Backends define how to spawn and resume agent sessions. Three are built-in (claude-code, open-code, pi) — you can override them or define your own:

backends:
  claude-code:              # Override a built-in
    display_name: Claude
    spawn:
      cmd: [claude, "{{prompt}}"]
      env:                  # Optional extra environment variables
        CLAUDE_CODE_MAX_TURNS: "50"
    resume:
      cmd: [claude, --resume, "{{resume_token}}"]
    capabilities:
      resume: true          # Can resume sessions after daemon restart
      hooks: true           # Supports clamor state tracking hooks
      sync_output_mode: true  # Uses synchronized output (BSU/ESU)

  my-custom-agent:          # Define a new backend
    display_name: Custom
    spawn:
      cmd: [my-agent, --prompt, "{{prompt}}"]
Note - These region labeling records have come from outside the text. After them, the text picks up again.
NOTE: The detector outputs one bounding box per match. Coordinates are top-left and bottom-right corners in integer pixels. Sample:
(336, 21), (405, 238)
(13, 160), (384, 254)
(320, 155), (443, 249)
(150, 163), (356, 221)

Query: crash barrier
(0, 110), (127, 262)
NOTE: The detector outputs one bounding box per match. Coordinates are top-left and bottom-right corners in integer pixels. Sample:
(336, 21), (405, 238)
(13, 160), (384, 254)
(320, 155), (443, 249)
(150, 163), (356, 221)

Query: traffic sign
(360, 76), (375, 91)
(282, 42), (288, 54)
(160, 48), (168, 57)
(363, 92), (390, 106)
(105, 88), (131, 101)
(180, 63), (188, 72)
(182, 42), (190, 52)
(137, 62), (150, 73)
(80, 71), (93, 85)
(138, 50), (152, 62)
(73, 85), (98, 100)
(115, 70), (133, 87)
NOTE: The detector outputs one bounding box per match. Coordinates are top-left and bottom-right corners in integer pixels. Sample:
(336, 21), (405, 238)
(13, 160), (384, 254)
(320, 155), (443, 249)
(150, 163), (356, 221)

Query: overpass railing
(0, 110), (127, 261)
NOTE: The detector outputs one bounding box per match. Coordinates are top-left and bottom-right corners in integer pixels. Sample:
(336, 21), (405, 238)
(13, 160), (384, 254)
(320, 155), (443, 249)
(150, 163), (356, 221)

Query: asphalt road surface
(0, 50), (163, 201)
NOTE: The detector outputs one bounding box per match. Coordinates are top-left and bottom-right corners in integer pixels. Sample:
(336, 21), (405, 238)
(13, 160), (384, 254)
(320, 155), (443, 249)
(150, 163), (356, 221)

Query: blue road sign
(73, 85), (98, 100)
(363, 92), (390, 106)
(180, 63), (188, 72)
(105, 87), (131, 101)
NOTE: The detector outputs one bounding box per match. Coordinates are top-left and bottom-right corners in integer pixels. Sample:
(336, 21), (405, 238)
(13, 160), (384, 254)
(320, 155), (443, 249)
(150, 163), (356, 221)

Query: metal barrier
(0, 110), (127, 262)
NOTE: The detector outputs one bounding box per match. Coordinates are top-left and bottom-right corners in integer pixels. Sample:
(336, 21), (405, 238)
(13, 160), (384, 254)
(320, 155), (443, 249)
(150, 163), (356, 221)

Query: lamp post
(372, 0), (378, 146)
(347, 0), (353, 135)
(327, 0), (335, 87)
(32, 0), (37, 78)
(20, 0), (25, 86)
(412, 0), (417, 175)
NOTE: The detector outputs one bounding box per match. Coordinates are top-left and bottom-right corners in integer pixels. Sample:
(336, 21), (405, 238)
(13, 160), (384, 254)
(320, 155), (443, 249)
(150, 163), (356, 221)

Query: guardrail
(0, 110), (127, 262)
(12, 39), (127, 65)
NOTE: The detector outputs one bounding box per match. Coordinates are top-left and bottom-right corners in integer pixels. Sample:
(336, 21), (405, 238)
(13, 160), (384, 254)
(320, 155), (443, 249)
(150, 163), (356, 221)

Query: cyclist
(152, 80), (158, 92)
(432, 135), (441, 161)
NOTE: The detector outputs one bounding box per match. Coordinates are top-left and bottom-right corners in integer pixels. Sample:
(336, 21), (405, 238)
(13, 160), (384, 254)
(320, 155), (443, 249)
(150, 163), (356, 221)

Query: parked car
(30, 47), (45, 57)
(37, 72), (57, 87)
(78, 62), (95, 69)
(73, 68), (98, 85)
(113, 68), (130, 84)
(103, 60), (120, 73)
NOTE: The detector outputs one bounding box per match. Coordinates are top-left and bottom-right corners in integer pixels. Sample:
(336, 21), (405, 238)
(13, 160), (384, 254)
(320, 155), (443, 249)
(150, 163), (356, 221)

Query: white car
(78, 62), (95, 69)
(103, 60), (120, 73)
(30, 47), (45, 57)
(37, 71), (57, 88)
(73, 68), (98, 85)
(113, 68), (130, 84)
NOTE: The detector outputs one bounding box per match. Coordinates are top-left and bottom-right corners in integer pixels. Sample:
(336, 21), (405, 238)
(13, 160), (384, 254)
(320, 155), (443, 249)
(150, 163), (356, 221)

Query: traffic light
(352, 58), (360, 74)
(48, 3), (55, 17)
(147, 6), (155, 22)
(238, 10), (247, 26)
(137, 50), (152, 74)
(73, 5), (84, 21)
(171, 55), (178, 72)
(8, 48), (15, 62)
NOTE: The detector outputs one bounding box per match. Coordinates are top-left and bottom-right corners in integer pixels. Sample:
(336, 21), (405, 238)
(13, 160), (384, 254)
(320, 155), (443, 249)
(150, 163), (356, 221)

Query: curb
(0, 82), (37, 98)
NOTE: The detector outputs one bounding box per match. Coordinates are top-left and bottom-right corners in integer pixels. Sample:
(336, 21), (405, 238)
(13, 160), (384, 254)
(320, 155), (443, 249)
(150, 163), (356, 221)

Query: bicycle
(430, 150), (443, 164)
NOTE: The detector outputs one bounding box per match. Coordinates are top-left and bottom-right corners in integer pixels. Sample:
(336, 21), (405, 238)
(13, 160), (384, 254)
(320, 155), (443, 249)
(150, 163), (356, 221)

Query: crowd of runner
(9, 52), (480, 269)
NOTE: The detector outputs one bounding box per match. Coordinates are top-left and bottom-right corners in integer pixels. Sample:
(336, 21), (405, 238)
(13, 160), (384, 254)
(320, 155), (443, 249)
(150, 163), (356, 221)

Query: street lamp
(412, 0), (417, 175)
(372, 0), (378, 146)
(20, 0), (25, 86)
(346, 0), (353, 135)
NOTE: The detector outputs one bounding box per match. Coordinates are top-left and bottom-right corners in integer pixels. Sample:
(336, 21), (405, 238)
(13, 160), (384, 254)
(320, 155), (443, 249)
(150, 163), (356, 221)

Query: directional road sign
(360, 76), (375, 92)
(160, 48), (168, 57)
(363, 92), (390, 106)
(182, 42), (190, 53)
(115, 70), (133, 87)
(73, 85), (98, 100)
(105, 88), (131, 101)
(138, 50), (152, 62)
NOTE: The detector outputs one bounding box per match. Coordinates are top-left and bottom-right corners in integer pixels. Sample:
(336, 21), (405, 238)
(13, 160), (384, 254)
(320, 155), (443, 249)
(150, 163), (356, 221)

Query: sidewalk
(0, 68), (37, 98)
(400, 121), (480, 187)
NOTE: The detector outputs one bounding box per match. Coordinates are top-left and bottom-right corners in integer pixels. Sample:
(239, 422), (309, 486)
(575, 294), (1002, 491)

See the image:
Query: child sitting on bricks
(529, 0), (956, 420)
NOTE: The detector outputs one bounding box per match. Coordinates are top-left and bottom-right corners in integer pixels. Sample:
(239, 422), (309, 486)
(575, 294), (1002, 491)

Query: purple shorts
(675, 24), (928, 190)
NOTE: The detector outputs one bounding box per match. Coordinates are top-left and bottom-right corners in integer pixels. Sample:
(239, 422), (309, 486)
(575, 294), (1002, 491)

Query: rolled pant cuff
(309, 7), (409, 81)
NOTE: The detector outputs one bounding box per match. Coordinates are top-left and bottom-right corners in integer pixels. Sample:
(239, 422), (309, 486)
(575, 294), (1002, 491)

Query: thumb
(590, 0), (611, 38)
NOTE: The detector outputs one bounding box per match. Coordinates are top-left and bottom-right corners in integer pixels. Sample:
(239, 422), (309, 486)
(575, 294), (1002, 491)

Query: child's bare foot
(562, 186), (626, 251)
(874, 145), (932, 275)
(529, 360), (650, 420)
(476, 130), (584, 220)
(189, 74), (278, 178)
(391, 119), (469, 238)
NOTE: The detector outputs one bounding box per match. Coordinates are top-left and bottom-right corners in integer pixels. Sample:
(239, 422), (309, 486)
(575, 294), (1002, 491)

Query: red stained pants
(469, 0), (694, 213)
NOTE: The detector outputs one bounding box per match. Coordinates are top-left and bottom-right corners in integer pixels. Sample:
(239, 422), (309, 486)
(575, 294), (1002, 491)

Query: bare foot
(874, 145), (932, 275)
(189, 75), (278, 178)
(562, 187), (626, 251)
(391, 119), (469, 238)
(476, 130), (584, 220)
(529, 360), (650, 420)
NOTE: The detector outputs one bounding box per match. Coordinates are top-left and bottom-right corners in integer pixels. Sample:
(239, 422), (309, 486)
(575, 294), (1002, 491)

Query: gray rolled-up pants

Template variables available in cmd:

Variable Description
{{prompt}} User's description text (optional — omitted if empty)
{{title}} Agent title
{{folder_id}} Folder ID from config
{{folder_path}} Expanded folder path
{{cwd}} Working directory
{{backend_id}} Backend ID
{{resume_token}} Session ID for resume (resume commands only)

Capabilities:

Capability Default Description
resume false Agent sessions can be resumed after daemon restart
hooks false Backend supports clamor hook for state tracking
sync_output_mode false Backend uses synchronized output markers

Use clamor config print-example to see a full config, or clamor config print-backend claude-code to see one backend's template.

Launch

clamor

Usage

clamor                  Open the dashboard (starts daemon if needed)
clamor ls               List all agents
clamor new <title>      Spawn a new agent
clamor attach <ref>     Attach to an agent (by ID or jump key)
clamor adopt <id>       Adopt an existing agent session
clamor edit <ref>       Update agent description
clamor kill <ref>       Terminate an agent
clamor kill --all       Terminate all agents
clamor clean            Remove finished agents
clamor config           Open config in $EDITOR
clamor config init      Write a starter XDG config
clamor config migrate   Copy legacy JSON config to XDG YAML
clamor config print-example
                        Print a full example config
clamor config print-backend <id>
                        Print one built-in backend template
clamor stop             Stop the daemon

Dashboard keys

Key Action
ah, 10 Jump to agent
J / K Navigate agent list (vim-style)
g / G Jump to first / last agent
Enter Attach to selected agent
c Create agent (inline prompt)
C Create agent ($EDITOR prompt)
x + key Kill agent (with confirmation)
e + key Edit agent description
v Toggle select agent
V Select / deselect all
/ Filter agents by name
R Adopt existing agent session
? Help popup
Esc Clear selection
q Quit dashboard

Spawn prompt keys

Key Action
Tab / Shift+Tab Cycle fields (title → description → backend)
/ Select backend (when backend field active)
Shift+Enter New line in description
/ Prompt history
Ctrl+W Delete word
Ctrl+U Delete line
Enter Spawn agent (empty = interactive)

Terminal keys

Key Action
Ctrl+F Detach (back to dashboard)
Ctrl+C Send SIGINT to agent
Ctrl+J Snap to bottom (live view)

Architecture

Clamor uses a daemon-client architecture, similar to tmux:

┌──────────────┐    Unix socket    ┌────────────────────────┐
│              │◄─────────────────►│         Daemon         │
│   Dashboard  │  length-prefixed  │                        │
│  (TUI client)│       JSON        │  ┌───────┐ ┌───────┐   │
│              │                   │  │  PTY  │ │  PTY  │   │
└──────────────┘                   │  │ agent │ │ agent │…  │
                                   │  └───────┘ └───────┘   │
                                   └────────────────────────┘
  • The daemon runs in the background, owns all agent PTY processes, and persists across dashboard restarts
  • The dashboard connects over a Unix socket (~/.clamor/clamor.sock), subscribes to output streams, and renders the TUI
  • State is tracked in ~/.clamor/state.json with file-locked reads/writes, updated by hooks in real time

Troubleshooting

Agent terminal looks garbled after attaching — Double Ctrl+F fixes it. The first detaches to the dashboard, the second re-attaches, resetting the terminal state.

Daemon won't start — Check if a stale socket exists: rm ~/.clamor/clamor.sock and try again.

Hooks not updating state — Verify that clamor is in your PATH and the hook entries are in your .claude/settings.json.